“Le débat fondamental relancé à l’Université de Kinshasa”
À Kinshasa, lors d’une réflexion scientifique organisée par le Département de droit public interne de la Faculté de droit de l’Université de Kinshasa, le professeur émérite Évariste Boshab a relancé le débat sur l’avenir de la Constitution congolaise du 18 février 2006. Face aux universitaires et spécialistes réunis pour marquer la fin du mandat du professeur Dieudonné Kaluba Dibwa à la tête du département, il a plaidé pour une amélioration du texte fondamental avec l’appui d’experts indépendants, en s’inspirant des pratiques observées ailleurs dans le monde.
“Une Constitution face au temps”
Au cœur des échanges, une idée centrale : la Constitution n’est pas un texte figé. Elle évolue avec les transformations sociales, politiques et institutionnelles du pays.

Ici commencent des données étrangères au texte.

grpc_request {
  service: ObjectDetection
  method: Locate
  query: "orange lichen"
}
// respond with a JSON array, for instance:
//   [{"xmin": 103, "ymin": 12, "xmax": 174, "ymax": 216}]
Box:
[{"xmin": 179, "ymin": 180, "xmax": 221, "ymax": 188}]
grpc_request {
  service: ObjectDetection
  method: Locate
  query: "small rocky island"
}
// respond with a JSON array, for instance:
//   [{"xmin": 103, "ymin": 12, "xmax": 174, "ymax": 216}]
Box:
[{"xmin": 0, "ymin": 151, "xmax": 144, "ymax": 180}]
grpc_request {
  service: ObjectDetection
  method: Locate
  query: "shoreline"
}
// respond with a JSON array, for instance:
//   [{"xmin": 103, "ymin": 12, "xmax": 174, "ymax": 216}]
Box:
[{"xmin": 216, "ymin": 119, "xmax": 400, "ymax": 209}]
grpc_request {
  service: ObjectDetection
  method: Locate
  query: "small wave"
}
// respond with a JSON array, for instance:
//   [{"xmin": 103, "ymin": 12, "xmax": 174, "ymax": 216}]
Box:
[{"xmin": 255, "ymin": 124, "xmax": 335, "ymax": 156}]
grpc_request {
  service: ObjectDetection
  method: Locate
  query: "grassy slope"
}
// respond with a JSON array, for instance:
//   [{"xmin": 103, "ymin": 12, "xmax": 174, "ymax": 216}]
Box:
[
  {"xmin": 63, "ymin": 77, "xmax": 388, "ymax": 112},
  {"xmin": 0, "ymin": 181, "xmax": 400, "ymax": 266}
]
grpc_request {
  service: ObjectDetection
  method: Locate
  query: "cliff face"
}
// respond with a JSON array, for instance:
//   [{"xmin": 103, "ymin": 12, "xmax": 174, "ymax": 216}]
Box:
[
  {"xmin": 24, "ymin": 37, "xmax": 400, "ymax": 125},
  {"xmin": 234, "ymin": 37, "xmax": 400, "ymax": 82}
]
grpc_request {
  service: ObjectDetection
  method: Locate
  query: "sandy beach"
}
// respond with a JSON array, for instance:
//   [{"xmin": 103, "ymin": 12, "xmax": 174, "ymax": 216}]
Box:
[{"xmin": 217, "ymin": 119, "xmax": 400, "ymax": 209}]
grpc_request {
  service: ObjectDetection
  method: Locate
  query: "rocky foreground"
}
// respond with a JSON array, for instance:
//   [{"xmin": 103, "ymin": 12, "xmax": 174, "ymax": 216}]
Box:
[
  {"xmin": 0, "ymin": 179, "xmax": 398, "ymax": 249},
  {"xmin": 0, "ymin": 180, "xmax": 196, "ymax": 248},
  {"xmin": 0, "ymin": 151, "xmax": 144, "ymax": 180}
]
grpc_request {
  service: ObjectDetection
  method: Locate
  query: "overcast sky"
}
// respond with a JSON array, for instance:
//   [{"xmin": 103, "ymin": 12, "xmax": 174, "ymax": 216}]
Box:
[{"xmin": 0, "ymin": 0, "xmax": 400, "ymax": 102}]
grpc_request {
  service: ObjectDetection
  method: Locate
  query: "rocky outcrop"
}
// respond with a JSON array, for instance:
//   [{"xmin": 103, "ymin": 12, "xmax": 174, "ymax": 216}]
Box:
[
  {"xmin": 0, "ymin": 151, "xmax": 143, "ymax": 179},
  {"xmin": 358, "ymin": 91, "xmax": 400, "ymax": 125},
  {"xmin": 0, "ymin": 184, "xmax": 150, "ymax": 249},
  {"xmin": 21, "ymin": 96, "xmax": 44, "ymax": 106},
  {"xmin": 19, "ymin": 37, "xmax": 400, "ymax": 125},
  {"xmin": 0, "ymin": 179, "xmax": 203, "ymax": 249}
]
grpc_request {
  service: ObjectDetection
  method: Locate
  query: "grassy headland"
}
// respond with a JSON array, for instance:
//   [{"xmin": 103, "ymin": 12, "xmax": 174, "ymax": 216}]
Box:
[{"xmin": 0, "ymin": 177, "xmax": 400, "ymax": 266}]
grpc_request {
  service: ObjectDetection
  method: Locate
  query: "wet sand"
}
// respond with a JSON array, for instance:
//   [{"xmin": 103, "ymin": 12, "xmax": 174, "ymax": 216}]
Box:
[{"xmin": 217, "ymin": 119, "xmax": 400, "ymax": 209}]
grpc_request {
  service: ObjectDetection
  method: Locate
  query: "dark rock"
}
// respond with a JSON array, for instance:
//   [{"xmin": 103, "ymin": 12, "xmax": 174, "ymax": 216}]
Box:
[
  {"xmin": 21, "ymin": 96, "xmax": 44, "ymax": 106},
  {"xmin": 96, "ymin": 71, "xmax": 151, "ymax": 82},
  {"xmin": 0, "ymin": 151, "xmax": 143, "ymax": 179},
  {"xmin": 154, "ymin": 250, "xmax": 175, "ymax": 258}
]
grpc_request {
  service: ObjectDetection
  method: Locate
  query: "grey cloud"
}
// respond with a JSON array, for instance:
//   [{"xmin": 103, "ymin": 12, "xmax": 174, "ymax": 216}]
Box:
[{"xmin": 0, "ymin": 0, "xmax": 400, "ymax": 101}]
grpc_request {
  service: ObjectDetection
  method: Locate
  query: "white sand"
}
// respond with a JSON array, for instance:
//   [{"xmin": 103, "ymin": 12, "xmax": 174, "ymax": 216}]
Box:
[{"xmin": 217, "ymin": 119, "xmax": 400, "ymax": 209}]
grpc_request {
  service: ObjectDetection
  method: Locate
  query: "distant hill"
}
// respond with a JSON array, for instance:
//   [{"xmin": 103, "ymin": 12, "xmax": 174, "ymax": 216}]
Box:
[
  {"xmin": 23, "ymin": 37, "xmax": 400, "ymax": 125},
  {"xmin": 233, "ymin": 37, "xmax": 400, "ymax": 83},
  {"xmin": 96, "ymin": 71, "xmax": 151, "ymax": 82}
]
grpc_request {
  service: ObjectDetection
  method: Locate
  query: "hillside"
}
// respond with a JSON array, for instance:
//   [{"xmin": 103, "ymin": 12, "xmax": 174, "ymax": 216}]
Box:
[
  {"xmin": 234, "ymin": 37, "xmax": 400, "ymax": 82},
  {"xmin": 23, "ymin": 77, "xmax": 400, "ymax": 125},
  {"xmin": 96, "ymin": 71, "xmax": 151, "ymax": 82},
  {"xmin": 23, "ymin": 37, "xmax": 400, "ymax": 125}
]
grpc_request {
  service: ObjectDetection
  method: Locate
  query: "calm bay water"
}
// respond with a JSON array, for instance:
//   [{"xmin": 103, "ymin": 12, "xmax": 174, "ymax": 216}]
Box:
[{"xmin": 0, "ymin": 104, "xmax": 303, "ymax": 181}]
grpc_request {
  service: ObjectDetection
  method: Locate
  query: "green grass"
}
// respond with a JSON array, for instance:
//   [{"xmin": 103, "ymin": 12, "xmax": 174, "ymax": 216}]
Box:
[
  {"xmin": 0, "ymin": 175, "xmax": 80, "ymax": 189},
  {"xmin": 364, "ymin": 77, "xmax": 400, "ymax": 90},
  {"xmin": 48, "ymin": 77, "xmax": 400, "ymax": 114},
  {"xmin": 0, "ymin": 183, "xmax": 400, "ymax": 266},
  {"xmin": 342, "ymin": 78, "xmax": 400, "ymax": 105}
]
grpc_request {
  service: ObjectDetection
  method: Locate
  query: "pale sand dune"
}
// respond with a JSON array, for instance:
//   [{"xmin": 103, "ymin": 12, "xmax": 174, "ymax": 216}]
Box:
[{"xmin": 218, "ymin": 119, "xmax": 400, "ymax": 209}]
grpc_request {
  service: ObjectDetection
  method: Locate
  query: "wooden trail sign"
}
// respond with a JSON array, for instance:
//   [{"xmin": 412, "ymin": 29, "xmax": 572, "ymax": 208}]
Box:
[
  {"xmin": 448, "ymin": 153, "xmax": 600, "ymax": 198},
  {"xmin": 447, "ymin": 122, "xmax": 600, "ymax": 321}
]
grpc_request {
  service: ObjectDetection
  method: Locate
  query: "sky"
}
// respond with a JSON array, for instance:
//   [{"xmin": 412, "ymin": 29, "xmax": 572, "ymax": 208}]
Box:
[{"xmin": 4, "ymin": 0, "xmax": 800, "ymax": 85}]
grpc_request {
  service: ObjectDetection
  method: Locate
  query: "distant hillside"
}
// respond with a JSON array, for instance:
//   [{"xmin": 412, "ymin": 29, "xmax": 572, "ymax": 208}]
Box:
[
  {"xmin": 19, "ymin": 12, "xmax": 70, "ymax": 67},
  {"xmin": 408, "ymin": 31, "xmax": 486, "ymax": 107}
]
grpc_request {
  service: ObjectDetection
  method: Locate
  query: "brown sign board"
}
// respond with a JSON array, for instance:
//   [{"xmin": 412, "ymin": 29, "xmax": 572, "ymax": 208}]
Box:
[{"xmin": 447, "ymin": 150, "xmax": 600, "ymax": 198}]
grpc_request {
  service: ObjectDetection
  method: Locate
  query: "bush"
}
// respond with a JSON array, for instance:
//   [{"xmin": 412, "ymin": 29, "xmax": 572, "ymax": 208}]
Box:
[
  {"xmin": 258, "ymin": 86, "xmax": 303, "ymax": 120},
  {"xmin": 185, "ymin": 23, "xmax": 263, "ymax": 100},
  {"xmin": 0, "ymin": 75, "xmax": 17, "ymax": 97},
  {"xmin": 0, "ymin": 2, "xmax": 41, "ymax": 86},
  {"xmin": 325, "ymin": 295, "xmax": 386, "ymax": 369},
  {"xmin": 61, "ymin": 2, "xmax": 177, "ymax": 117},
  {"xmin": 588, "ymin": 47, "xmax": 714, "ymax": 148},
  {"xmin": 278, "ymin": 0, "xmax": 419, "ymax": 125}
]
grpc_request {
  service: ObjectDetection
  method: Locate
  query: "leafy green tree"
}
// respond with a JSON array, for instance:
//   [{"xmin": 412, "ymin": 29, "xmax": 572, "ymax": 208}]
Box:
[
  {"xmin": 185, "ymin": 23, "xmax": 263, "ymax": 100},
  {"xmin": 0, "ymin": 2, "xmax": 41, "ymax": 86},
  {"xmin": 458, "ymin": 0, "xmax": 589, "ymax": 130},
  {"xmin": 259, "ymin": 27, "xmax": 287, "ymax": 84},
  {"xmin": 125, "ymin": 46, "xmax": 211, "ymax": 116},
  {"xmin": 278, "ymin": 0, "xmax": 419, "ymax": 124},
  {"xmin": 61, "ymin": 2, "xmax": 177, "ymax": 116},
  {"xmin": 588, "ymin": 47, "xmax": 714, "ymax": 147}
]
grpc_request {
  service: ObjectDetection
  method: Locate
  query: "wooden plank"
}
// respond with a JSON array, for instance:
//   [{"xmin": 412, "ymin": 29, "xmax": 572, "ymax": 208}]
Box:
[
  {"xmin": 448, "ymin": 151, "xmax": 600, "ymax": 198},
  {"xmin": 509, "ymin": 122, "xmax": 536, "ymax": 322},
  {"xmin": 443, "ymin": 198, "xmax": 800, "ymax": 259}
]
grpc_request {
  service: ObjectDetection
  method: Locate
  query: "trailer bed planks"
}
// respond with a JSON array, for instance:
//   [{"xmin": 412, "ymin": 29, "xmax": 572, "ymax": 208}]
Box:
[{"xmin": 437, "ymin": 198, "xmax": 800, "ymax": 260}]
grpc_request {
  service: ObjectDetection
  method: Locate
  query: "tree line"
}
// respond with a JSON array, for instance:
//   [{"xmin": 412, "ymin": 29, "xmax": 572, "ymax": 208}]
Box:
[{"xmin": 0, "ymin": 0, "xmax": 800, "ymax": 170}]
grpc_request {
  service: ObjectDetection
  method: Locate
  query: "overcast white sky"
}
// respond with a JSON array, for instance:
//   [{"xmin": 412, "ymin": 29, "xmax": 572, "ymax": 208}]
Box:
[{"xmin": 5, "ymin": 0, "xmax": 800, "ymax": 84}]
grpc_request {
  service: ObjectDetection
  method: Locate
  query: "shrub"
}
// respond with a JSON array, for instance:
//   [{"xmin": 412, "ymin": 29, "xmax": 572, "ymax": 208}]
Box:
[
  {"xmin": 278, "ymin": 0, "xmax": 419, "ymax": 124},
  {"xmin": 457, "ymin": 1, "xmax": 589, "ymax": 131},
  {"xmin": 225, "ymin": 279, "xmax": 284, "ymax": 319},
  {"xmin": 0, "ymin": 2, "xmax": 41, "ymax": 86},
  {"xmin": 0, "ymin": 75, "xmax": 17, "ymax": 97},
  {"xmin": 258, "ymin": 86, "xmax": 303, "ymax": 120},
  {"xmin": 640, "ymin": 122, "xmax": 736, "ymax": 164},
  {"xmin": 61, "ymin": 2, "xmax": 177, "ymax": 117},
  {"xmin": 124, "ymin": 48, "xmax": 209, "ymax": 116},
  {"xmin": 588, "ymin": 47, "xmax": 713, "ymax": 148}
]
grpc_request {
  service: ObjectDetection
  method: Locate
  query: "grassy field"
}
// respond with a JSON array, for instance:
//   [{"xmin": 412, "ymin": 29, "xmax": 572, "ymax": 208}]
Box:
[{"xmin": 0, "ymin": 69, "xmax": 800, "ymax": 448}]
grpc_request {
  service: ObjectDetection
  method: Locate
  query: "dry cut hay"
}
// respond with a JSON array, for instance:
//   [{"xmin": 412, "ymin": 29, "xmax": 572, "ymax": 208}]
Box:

Selon le professeur Boshab, toute œuvre humaine est appelée à s’adapter aux réalités nouvelles. Une lecture qui remet en perspective les débats sur les dispositions dites intangibles.
“L’expertise comme boussole de réforme”
Le juriste plaide pour une démarche structurée et scientifique. Toute éventuelle révision devrait, selon lui, être confiée à des experts indépendants, capables d’apporter un regard neutre et comparatif. Il insiste sur la nécessité de s’inspirer des expériences étrangères afin d’en tirer des enseignements utiles pour la République démocratique du Congo.
“Le miroir international : l’exemple français”
Pour appuyer son argumentation, Boshab évoque le cas de la France, où les débats constitutionnels occupent régulièrement l’espace politique et académique. Cette comparaison vise à montrer que la révision des textes fondamentaux n’est pas une anomalie, mais une pratique institutionnelle dans plusieurs démocraties établies.
“Le déficit scientifique au cœur du débat”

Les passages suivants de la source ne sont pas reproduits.